American Bar Association Announces Civic Education Commission
WASHINGTON, D.C., Oct. 6, 2010 — The American Bar Association launched a national civic education initiative with the inaugural meeting of the ABA Commission on Civic Education in the Nation’s Schools, held today in Washington, D.C.
The commission was appointed by ABA President Stephen N. Zack, who challenged the group to serve as an advocate for civic education in American schools.
“None of us are born with an understanding of the law or our system of government — it must be taught. Lawyers can use their training and education to ensure that every young American knows basic civics. The future of our country depends on it,” Zack said.
The commission will shape and guide the ABA’s long-term efforts to encourage lawyers to ensure that all students experience high-quality civic learning.

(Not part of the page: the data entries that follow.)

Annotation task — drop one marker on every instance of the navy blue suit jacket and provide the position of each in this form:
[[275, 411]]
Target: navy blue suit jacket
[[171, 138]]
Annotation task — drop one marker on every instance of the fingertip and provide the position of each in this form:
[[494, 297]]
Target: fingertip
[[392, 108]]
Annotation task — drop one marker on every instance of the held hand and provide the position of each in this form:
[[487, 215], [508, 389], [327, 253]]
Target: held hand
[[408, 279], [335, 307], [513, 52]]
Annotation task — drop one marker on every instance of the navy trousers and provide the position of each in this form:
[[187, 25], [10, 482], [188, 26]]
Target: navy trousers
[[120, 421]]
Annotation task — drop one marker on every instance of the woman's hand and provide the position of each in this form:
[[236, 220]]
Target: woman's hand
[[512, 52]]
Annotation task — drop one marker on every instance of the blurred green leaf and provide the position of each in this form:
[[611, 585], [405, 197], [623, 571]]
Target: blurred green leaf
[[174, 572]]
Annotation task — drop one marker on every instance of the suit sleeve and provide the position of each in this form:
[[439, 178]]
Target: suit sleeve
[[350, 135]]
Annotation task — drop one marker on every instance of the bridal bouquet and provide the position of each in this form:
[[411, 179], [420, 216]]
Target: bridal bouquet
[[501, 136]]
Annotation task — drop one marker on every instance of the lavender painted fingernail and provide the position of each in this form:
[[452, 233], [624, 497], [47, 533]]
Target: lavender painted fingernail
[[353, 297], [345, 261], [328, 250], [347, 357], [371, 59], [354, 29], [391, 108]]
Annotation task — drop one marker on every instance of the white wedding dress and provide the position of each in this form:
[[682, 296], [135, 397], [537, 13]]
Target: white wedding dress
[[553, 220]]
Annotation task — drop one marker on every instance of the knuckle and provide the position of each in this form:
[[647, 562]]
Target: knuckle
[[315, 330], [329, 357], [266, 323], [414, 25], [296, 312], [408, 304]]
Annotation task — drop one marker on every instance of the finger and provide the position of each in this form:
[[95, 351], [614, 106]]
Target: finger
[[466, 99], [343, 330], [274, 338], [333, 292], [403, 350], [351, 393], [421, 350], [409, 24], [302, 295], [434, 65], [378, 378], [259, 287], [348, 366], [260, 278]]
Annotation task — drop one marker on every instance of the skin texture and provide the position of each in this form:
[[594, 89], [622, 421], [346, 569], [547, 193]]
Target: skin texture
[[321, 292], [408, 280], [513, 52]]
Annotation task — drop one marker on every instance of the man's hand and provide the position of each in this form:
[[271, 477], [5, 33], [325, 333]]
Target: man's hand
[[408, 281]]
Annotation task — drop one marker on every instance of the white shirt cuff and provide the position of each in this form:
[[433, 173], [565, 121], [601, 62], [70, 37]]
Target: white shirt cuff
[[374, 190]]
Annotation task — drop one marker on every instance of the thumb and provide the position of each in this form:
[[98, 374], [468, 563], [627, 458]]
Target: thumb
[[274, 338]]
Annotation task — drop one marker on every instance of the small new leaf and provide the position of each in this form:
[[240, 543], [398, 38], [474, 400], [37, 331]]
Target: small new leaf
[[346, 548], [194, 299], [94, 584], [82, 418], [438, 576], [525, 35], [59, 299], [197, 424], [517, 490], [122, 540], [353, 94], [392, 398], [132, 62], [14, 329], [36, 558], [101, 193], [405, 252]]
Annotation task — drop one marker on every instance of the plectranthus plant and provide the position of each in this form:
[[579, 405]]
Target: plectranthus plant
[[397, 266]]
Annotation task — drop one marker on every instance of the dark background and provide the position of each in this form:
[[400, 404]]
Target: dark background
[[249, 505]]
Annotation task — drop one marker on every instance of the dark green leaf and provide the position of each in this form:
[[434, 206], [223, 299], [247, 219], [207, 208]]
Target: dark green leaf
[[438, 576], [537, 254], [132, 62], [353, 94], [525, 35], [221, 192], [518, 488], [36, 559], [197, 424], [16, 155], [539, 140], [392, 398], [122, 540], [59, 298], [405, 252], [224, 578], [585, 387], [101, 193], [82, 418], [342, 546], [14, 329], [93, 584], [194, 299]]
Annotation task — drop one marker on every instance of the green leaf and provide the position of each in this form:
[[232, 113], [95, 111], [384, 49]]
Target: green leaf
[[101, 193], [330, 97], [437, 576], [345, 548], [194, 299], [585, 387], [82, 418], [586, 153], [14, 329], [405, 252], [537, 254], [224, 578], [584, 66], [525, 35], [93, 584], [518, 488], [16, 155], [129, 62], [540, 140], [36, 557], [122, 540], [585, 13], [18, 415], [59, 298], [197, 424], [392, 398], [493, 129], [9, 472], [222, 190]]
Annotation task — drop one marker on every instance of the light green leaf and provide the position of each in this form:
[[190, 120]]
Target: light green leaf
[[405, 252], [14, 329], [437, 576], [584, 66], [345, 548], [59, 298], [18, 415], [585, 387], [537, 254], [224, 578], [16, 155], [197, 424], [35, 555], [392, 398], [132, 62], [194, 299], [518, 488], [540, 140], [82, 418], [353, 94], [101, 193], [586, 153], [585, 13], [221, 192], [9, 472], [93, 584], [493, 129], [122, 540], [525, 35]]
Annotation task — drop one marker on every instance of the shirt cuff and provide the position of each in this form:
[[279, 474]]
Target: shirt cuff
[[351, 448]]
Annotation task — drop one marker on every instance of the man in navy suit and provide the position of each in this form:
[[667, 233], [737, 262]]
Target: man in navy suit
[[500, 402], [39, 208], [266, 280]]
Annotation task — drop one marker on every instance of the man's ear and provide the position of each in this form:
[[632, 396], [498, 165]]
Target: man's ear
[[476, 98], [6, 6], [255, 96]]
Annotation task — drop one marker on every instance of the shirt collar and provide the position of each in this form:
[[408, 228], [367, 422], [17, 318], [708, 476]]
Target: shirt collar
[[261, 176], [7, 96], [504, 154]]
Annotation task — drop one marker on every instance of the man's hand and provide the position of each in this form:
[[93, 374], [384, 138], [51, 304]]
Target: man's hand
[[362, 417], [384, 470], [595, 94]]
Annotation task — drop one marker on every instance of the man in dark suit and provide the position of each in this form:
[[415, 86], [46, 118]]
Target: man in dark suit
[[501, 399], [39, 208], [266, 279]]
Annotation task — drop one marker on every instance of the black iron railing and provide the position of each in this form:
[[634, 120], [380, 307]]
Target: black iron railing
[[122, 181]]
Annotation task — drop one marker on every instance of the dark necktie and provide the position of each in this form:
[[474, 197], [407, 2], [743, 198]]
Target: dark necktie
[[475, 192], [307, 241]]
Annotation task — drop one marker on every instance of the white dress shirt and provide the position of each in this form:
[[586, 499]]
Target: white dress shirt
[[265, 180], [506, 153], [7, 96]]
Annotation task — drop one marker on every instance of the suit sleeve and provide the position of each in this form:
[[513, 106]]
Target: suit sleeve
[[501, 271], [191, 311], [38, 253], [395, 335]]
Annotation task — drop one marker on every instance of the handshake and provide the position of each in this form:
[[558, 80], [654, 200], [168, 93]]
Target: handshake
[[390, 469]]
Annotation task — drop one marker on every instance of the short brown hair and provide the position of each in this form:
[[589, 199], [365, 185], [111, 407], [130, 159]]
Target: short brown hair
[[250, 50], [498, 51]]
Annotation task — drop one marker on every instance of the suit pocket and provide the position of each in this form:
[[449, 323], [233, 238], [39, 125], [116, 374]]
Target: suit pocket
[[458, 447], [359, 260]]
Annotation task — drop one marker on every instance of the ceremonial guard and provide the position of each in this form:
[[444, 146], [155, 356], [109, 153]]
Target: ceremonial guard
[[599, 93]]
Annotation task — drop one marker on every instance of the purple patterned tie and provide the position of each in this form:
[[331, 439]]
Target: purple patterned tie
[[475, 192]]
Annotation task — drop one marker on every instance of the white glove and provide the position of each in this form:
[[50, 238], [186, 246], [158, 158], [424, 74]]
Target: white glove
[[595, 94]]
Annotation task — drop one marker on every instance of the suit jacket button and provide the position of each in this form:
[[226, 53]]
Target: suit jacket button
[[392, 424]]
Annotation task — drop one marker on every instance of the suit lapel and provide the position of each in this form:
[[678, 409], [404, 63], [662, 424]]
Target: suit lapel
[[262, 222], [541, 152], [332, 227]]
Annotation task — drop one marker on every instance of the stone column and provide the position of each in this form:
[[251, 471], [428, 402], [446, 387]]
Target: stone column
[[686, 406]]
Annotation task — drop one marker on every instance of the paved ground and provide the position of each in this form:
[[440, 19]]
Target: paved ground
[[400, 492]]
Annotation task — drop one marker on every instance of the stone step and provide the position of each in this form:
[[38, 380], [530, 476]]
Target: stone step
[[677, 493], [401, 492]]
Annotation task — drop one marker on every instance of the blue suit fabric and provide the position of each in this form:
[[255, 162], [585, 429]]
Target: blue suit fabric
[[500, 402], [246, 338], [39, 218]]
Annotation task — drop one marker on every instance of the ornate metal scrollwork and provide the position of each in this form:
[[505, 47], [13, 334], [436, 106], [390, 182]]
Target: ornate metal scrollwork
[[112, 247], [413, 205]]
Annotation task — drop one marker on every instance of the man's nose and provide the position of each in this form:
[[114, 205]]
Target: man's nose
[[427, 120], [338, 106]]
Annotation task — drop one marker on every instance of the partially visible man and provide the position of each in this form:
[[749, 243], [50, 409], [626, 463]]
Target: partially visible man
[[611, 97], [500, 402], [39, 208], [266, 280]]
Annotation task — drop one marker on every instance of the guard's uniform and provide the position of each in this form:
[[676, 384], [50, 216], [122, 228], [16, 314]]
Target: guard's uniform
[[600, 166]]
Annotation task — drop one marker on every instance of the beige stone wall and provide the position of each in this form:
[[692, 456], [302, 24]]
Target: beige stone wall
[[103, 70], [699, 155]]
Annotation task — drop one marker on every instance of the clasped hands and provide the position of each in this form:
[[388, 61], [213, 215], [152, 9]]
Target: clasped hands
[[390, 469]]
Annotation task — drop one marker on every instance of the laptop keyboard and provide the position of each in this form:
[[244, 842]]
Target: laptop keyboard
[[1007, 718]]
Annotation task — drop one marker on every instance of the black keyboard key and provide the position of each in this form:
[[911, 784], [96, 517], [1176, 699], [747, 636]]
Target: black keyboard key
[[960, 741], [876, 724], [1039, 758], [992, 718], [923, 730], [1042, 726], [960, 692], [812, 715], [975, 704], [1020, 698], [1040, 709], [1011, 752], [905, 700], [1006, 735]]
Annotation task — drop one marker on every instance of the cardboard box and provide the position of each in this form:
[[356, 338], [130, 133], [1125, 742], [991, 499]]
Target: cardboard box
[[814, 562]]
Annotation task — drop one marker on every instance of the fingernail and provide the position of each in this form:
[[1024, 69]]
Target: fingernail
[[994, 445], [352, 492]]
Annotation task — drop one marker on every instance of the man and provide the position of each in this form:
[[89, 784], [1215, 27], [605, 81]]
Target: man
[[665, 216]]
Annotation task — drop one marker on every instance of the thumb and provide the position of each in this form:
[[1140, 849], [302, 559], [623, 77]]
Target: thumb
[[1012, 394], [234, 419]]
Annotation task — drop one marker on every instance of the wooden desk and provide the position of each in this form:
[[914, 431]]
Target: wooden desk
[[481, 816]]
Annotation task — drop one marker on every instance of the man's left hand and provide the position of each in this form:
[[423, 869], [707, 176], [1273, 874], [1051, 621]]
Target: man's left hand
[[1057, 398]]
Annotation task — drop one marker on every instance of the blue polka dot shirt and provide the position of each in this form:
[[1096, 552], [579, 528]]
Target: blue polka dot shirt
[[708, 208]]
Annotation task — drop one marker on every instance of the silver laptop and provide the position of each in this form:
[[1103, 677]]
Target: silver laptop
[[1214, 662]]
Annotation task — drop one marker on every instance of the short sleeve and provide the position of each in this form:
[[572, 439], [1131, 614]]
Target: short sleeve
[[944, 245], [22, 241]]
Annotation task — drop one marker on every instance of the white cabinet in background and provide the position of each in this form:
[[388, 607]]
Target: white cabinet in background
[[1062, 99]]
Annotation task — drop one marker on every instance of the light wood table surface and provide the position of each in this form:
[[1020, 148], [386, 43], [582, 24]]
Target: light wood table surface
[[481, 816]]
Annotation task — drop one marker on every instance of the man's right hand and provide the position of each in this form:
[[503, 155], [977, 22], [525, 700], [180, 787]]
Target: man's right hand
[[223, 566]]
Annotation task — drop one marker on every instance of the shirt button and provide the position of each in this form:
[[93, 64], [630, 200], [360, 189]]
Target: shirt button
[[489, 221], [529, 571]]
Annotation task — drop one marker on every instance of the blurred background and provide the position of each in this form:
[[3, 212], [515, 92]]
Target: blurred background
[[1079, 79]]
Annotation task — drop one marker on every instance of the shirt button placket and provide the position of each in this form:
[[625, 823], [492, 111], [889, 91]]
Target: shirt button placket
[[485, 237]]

Zack has identified three initial approaches for the commission’s work: national civics and law academies, a national civics test and advocacy for civic education.
The 20-member commission includes distinguished lawyers and judges, educators, organizational leaders and prominent professionals who share a commitment to civic education. Paulette Brown, Edwards Angell Palmer & Dodge, Madison, N.J.; and Marna Tucker, Feldesman Tucker Leifer Fidell, LLP, Washington, D.C., are co-chairs of the commission. Retired Supreme Court Associate Justice Sandra Day O’Connor will serve as a special advisor.
With nearly 400,000 members, the American Bar Association is the largest voluntary professional membership organization in the world. As the national voice of the legal profession, the ABA works to improve the administration of justice, promotes programs that assist lawyers and judges in their work, accredits law schools, provides continuing legal education, and works to build public understanding around the world of the importance of the rule of law.